Surtout dans nos relations les plus proches, ces simples expressions de respect et de gentillesse sont malheureusement souvent absentes de notre discours quotidien, et dans leurs lacunes subsiste le présupposé tacite que vous voulez faire ce que je veux et obéir à mes ordres. Discrétion – après tout, tu m’aimes, n’est-ce pas ? Ces oublis mineurs mais cruciaux dans la gentillesse et le respect des autres peuvent avoir un impact négatif sur nos relations et même nous hanter. Pourtant, leur absence permanente peut être particulièrement notoire dans nos relations les plus intimes, où, ironiquement, ils peuvent être les plus nécessaires, voire les coupables.

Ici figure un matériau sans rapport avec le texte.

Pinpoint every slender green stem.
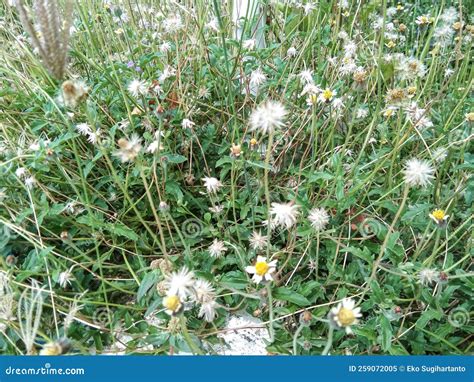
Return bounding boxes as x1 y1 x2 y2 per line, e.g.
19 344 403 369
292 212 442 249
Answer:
266 282 275 343
321 325 334 355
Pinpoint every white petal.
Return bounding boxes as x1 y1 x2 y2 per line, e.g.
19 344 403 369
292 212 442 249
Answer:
252 273 263 284
245 265 257 274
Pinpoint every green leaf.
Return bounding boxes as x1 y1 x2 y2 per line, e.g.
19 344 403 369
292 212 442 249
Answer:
137 272 158 301
163 154 188 163
416 309 443 329
273 288 311 306
105 223 139 241
379 316 393 351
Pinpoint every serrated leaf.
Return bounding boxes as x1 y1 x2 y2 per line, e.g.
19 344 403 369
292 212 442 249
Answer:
105 223 139 241
137 272 158 301
273 288 311 306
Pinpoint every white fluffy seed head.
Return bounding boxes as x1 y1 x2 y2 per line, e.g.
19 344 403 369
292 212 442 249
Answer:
250 101 288 134
404 158 434 187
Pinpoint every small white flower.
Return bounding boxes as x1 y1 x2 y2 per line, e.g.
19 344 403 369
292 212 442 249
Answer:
245 256 278 284
127 79 147 98
298 69 313 84
198 300 217 322
418 269 439 286
164 267 194 300
286 46 298 57
58 270 74 288
194 279 216 303
163 15 184 33
318 88 337 103
249 231 268 251
146 141 163 154
181 118 196 129
206 17 219 32
0 188 7 204
76 123 92 136
114 134 142 163
87 130 102 145
249 68 267 86
25 175 36 188
15 167 26 179
202 176 222 193
163 294 184 316
242 38 256 50
270 203 299 229
250 101 287 134
158 65 176 82
356 107 369 119
308 208 329 231
433 147 448 163
404 158 434 187
208 239 227 257
329 298 362 334
160 41 171 53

Lecture essentielle pour les relations interpersonnelles

Pourtant, bien qu’ils soient simples, simples et sans prétention, « s’il vous plaît » et « merci » contiennent un respect sain pour soi et pour les autres. Par exemple, lorsqu’une demande commence par « s’il vous plaît », il y a souvent une reconnaissance tacite mais néanmoins explicite du besoin valable que la partie requérante place chez l’autre partie. Puis, une fois la demande du pétitionnaire respectée et terminée par un remerciement respectueux, le peu de respect supplémentaire qu’il mérite est réciproque. Les aspects « s’il vous plaît » et « merci » de la transaction procurent donc des avantages équitables tant au demandeur qu’au débiteur.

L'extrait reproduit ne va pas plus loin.